DeepCritical / docs /bugs /PHASE_02_PUBMED_QUERY_PREPROCESSING.md
VibecoderMcSwaggins's picture
refactor(tools): replace BioRxiv with Europe PMC (Phase 01)
2f8ae1f
|
raw
history blame
10 kB

Phase 02: PubMed Query Preprocessing

Priority: P0 - Critical Effort: 2-3 hours Dependencies: None (can run parallel with Phase 01)


Problem Statement

PubMed receives raw natural language queries like "What medications show promise for Long COVID?" which include question words that pollute search results.

Success Criteria

  • Question words stripped from queries
  • Medical synonyms expanded (Long COVID β†’ PASC, etc.)
  • Relevant results returned for natural language questions
  • All existing tests pass
  • New tests cover query preprocessing

TDD Implementation Order

Step 1: Write Failing Tests

File: tests/unit/tools/test_query_utils.py

"""Unit tests for query preprocessing utilities."""

import pytest

from src.tools.query_utils import preprocess_query, expand_synonyms, strip_question_words


@pytest.mark.unit
class TestQueryPreprocessing:
    """Tests for query preprocessing."""

    def test_strip_question_words(self):
        """Test removal of question words."""
        assert strip_question_words("What drugs treat cancer") == "drugs treat cancer"
        assert strip_question_words("Which medications help diabetes") == "medications diabetes"
        assert strip_question_words("How can we cure alzheimer") == "cure alzheimer"
        assert strip_question_words("Is metformin effective") == "metformin effective"

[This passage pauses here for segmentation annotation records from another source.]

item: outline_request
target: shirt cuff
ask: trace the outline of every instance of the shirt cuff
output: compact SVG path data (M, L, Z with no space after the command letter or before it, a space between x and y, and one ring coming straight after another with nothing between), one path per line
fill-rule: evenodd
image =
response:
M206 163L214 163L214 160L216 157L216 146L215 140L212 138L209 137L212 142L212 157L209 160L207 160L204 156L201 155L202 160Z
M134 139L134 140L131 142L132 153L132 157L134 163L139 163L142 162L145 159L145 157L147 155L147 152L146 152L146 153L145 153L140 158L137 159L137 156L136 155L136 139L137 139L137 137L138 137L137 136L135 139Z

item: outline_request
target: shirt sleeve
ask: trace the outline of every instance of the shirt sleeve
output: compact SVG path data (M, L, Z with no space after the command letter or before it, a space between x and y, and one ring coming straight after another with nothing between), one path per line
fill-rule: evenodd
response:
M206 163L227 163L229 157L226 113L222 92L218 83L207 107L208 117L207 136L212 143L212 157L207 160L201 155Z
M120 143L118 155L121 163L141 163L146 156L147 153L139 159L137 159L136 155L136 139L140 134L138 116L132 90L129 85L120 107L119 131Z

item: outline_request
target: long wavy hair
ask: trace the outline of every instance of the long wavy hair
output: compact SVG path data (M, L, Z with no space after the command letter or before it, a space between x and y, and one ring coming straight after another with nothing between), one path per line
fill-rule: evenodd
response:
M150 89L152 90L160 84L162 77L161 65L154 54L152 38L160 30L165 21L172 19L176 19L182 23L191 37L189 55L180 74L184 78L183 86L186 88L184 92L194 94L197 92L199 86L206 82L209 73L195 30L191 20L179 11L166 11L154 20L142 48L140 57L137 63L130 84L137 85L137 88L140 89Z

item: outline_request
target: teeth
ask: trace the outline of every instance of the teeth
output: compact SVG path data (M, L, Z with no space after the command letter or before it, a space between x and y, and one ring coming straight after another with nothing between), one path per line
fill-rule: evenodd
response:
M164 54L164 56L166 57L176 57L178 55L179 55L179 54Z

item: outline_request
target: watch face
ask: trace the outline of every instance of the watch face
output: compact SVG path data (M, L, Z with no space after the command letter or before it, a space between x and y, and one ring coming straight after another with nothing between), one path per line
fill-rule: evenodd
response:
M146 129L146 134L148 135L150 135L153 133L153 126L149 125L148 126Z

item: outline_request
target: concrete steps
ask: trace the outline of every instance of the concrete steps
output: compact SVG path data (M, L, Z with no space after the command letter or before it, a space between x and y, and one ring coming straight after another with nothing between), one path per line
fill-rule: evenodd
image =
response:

    def test_strip_preserves_medical_terms(self):
        """Test that medical terms are preserved."""
        result = strip_question_words("What is the mechanism of metformin")
        assert "metformin" in result
        assert "mechanism" in result

    def test_expand_synonyms_long_covid(self):
        """Test Long COVID synonym expansion."""
        result = expand_synonyms("long covid treatment")
        assert "PASC" in result or "post-COVID" in result

    def test_expand_synonyms_alzheimer(self):
        """Test Alzheimer's synonym expansion."""
        result = expand_synonyms("alzheimer drug")
        assert "Alzheimer" in result

    def test_expand_synonyms_preserves_unknown(self):
        """Test that unknown terms are preserved."""
        result = expand_synonyms("metformin diabetes")
        assert "metformin" in result
        assert "diabetes" in result

    def test_preprocess_query_full_pipeline(self):
        """Test complete preprocessing pipeline."""
        raw = "What medications show promise for Long COVID?"
        result = preprocess_query(raw)

        # Should not contain question words
        assert "what" not in result.lower()
        assert "show" not in result.lower()
        assert "promise" not in result.lower()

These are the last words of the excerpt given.